I've scrolled down to the area where we just added the new code:

  1. The 1st column is the line number. (grey)
  2. The 2nd column is the statement coverage for each line. It is red and has a number 0 when the line was not executed during any of the tests. Otherwise it is green and shows how many times was it executed. Usually the specific number is not interesting to me. Just that it is not 0.
  3. The 3rd column is the branch coverage. It is 50% in our case. Clicking on that link we get to the page called "Branch Coverage".
  4. The 4th column is the condition coverage.
  5. The 5th column is subroutine coverage. Which subroutines were called and which were not. In our case that's 100%.
  6. The 6th column is pod coverage. We don't have any function-level documentation which is ok for such application.
  7. The 7th column is the time spent on that line. Not very interesting to us.
  8. The 8th column is the code in that line.

Branch Coverage

This is a list of all the places where there are 2 branches. An if side and an else side. Even if one of the sides is not implemented and thus can be considered explicitly empty.

If you look at line 107 you will see two important things:

One that the line that in code looks like this:

if (not defined $extension or not exists $format{$extension})

Is now represented as this:

unless (defined $extension and exists $format{$extension})

They have the exact same meaning, but I don't think this change during the reporting is helpful.

Besides that personally I have a hard time dealing with unless statements, but that's a separate issue.

The second, the important thing is that we can see a green T and a red F next to it. That indicates (at least to people who are not color-blind for red-green) that during the test running there was at least one case in which the expression was True and it was never False. The full code looks like this.

if (not defined $extension or not exists $format{$extension}) {
    $extension  = '(other)';

The meaning of that report is that the if-block was executed during the tests (at least once), but the invisible and therefore implicitly empty else-block was never executed.

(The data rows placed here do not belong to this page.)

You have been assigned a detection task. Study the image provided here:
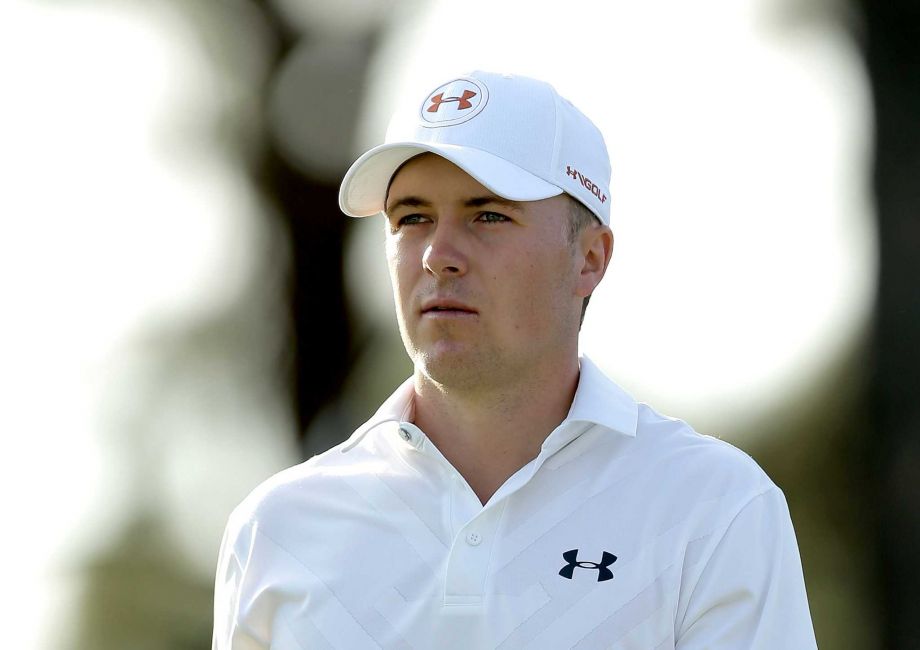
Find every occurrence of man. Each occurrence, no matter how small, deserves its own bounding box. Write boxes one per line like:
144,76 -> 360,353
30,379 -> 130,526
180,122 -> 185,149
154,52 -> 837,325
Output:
214,72 -> 815,650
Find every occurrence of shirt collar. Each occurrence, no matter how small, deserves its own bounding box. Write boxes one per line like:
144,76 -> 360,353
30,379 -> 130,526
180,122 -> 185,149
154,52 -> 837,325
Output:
342,356 -> 639,452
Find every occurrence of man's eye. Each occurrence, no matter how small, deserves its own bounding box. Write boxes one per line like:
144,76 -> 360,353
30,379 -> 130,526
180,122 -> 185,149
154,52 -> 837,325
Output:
396,214 -> 427,226
478,212 -> 511,223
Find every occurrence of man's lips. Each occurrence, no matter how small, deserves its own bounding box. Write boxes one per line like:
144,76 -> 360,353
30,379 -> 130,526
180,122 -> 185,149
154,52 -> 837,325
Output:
421,300 -> 479,316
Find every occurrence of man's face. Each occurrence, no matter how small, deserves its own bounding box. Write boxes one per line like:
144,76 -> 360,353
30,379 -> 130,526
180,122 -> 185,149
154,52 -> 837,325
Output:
386,154 -> 593,388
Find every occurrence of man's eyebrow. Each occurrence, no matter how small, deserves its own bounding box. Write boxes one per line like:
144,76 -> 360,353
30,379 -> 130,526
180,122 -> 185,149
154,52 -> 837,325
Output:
384,196 -> 431,214
463,194 -> 523,212
384,194 -> 523,214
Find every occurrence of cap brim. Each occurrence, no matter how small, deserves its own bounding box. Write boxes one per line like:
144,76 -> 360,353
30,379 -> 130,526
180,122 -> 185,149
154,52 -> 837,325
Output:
339,142 -> 562,217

This is where the branch coverage can provide finer report that statement coverage. In this case all the statements in that area were executed. What was not tested, was the case where some of the statements do not need to be executed.

This, together with 3 other red boxes in the "Branch Coverage" report indicated the 4 cases where we could add more tests to cover these other cases as well.

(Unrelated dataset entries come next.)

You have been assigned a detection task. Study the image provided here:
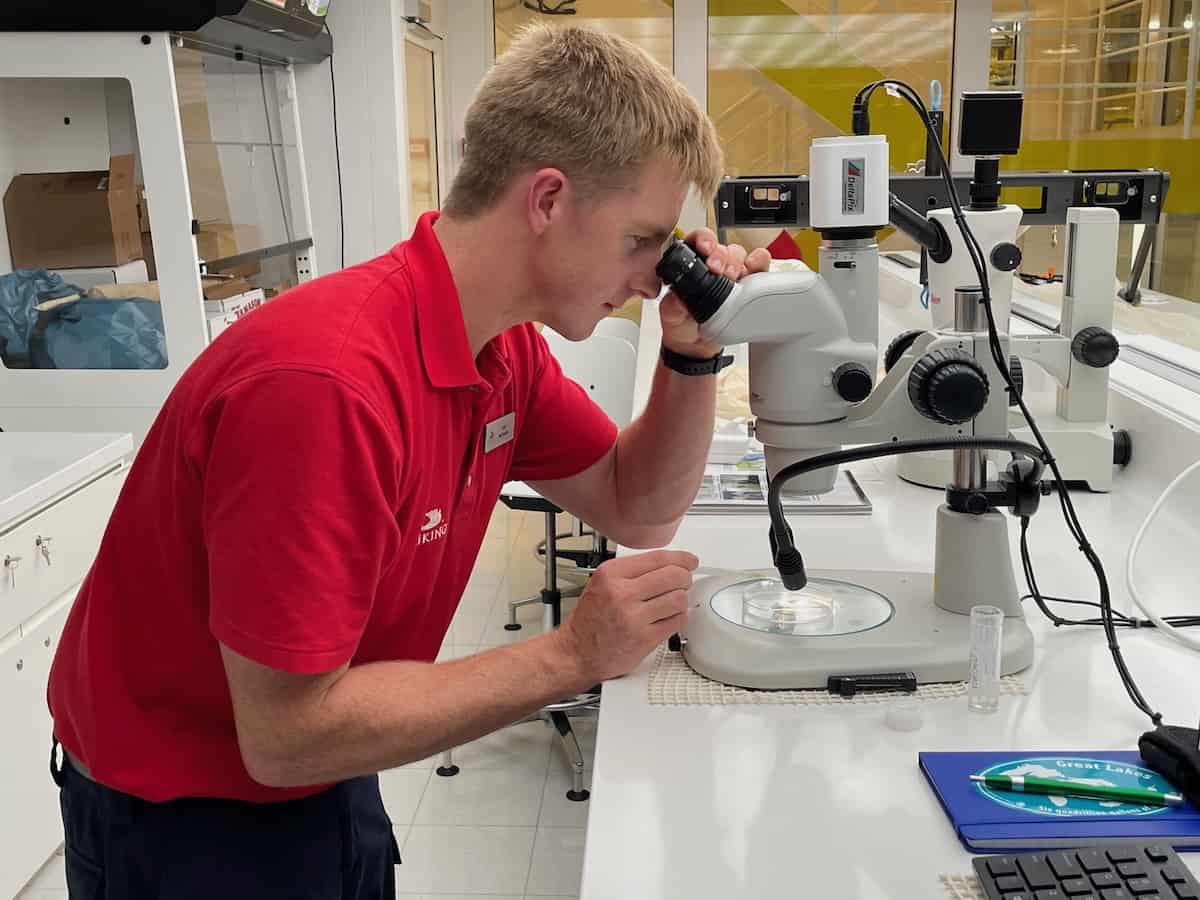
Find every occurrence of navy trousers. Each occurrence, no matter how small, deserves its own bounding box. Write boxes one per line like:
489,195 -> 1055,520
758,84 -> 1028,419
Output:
50,752 -> 400,900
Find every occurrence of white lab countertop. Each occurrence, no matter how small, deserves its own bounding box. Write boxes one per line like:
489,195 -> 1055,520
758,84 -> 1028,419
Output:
581,290 -> 1200,900
0,431 -> 133,528
581,461 -> 1200,900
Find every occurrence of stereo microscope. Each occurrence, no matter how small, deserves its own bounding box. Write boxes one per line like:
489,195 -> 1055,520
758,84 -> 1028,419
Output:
659,130 -> 1042,689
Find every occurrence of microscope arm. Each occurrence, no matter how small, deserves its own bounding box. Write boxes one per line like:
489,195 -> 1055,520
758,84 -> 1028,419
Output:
1008,335 -> 1072,385
888,193 -> 950,263
700,271 -> 847,347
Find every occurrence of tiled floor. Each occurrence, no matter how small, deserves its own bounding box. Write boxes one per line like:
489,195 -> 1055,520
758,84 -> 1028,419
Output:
19,506 -> 595,900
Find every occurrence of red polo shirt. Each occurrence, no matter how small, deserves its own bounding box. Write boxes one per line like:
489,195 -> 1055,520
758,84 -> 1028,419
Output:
49,214 -> 617,802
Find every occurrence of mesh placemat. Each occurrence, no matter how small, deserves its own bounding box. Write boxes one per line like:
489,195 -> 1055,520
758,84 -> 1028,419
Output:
647,646 -> 1028,707
937,875 -> 988,900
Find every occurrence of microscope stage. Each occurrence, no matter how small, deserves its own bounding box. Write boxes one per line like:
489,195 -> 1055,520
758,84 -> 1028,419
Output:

There are a total of 4 red boxes out of th 34 boxes. That 30 out of 34 = 88.2 % of the cases are covered.

Condition Coverage

If we go back to the File Coverage report to line 107, and click on the number 33 (as in 33%) in the 4th column we reach the Condition Coverage report that looks like this:

A simple and or or statement can be True or False in 3 different ways. This is what is represented in the these tables. (The first one has 4 lines as it is a combination of two or statements.) In the section about line 107 we can see that out of the 3 cases only one of them is green, the one where A=1 B=0 and therefor dec=0. this is when our reversed expression

defined $extension and exists $format{$extension}

will be True. That's when we execute the if-block. The other two cases were not executed. If you remember we had 3 cases and only one was tested.

In total 9 cases out of 13 were tested that would be 9/13 = 69% but for some reason Devel::Cover uses 8/12 and displays 66.7%.

The calculation does not really matter, what matters is that now we have a much better idea which parts of the code is not tested and which conditions might need to be fulfilled. Then we can go and prepare test-cases that will exercise that part of the code.


We did not change any code now, but Devel::Cover created a directory for the report. We would like to make sure that directory is not added to GitHhub. So we added its name to the .gitignore file.

git add .
git commit -m "gitignore coverage report dir"
git push


Coveralls report a 96.875% test coverage.